Es una pena en todo caso que las miradas críticas más prejuiciosas se posen sobre la interpretación de Redmayne o sobre la intención del director de abordar un tema tan “oscarizable” como si se tratara de un pecado egocéntrico y no de una consecuencia de sus elecciones sobre algo que merece ser narrado. Hay una intención y un foco evidentes puestos en el rostro y la actitud del personaje de Einar/Lili. Hasta el maquillaje juega a favor de eso aunque la hermosa Vikander se robe -casi a cara lavada- cada escena dándole un dramatismo que conmueve y logra que el espectador sienta el dolor y el proceso de transformación de los sentimientos de la mujer por su marido. Ambos conforman una pareja visualmente atractiva y la belleza andrógina y adaptable de Redmayne la convierte casi en un trío de roles definidos de manera impecable en cuanto a la tensión que se genera.
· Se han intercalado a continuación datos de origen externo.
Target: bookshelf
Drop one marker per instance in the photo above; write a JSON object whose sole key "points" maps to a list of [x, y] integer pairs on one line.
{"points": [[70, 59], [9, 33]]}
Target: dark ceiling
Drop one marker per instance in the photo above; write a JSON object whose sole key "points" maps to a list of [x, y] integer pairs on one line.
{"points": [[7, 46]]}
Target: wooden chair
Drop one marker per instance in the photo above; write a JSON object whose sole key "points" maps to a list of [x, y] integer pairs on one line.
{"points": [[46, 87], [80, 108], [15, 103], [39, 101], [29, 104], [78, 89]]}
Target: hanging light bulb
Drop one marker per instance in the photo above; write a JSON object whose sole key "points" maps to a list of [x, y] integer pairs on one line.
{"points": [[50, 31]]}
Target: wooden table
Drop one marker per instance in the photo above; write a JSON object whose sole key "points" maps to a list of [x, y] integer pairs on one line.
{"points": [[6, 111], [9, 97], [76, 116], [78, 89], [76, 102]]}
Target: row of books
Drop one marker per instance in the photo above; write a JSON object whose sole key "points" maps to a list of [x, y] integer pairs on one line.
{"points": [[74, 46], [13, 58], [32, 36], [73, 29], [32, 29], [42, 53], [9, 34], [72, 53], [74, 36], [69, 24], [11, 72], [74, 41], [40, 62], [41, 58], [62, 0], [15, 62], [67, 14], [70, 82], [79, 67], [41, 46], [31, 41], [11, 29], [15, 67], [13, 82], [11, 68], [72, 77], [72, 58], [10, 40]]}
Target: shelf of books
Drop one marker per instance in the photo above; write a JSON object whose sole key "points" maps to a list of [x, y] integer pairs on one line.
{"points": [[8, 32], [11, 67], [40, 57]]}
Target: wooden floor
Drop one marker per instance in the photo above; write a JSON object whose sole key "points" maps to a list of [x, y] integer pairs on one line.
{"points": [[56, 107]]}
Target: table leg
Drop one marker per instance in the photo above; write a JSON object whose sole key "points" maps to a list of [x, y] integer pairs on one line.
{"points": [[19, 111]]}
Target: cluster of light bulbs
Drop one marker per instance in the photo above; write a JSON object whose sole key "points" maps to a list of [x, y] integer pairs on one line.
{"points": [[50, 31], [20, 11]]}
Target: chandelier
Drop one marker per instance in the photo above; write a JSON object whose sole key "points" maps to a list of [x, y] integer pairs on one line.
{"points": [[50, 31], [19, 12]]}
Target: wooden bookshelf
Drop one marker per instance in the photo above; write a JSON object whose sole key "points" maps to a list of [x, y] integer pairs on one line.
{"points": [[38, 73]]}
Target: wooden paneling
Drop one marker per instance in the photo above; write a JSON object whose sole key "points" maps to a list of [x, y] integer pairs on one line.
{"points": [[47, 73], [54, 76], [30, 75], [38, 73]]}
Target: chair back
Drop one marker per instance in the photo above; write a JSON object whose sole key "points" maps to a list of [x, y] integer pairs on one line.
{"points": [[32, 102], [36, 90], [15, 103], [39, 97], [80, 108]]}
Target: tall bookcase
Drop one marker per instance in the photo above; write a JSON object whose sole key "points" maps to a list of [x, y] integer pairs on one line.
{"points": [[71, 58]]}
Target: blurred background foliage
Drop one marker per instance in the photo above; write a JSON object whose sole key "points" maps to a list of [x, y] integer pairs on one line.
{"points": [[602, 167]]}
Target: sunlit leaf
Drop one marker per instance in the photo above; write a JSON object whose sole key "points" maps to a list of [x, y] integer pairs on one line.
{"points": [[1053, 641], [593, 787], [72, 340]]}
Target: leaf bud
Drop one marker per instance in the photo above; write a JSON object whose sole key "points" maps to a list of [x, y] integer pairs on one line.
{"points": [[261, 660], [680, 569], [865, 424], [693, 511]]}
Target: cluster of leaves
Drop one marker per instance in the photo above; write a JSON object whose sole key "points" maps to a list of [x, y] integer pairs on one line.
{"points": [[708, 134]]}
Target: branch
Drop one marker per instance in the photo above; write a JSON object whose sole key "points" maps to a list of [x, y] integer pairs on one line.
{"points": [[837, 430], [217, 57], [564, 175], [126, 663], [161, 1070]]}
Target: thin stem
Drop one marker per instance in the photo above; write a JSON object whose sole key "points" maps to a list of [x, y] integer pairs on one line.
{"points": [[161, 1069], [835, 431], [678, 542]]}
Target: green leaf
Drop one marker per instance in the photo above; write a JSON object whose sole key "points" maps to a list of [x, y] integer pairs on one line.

Esto incluso atenta contra el viaje que emprende Einar en busca de su identidad, de las acusaciones de esquizofrenia, de los tratamientos para curar su “enfermedad” y un gran etcétera. Todo empequeñece frente a la verdadera historia que es la de la relación con Gerda. Es ella quien ante la confusión de Einar se mantiene centrada y lo sostiene, lo ayuda a creer que su cordura está intacta y a aceptar que lo que le pasa por dentro no es una elección que haya podido tomar de manera consciente ni una enfermedad.
La chica danesa también acierta en hacer tácita a la reacción social. Hubiese sido demasiado efectista apoyar el conflicto en el escándalo al revelarse, aún en el entorno artístico en el que la sensibilidad y emociones buscan alternativas permanentes de apertura. Son más los personajes comprensivos y tolerantes que rodean a la pareja que los que condenan o segregan y que -uno supone- representaban a un segmento mayoritario en la sociedad europea de entonces.
La recreación de época, las locaciones y la elección de la paleta de colores en la puesta en escena son de carácter tan pictórico como la profesión de sus personajes, esa exquisita manera de narrar la historia desde lo visual marca un contraste entre la alegría de los tonos y la intensidad del drama, como una manera de decir que las cosas suceden sin que se puedan ocultar con pinceladas de alegres colores. La primera voz de la película va dirigida a Gerda y es una mujer que le dice “ojalá pintaras tan bien como tu marido, debes estar tan orgullosa de él” y eso resume bastante bien de qué va la historia, la de una mujer que busca superarse sin competir con su ser amado y -por sobre todo- sin dejar de sentir orgullo por él.
En definitiva así como sucede con el planteo de la historia, La chica danesa no deja de ser un título tramposo porque no habla del resultado de la transformación de Einar Wegener, sino de la extraordinaria mujer que es su esposa. De hecho se explicita cuando Gerda visita a uno de los amigos de su marido; “es una chica danesa” dice la secretaria para anunciarla y claro, en apariencia es sólo eso aunque resulte pobre y contradictorio para definir las enormes dimensiones del carácter de esa mujer.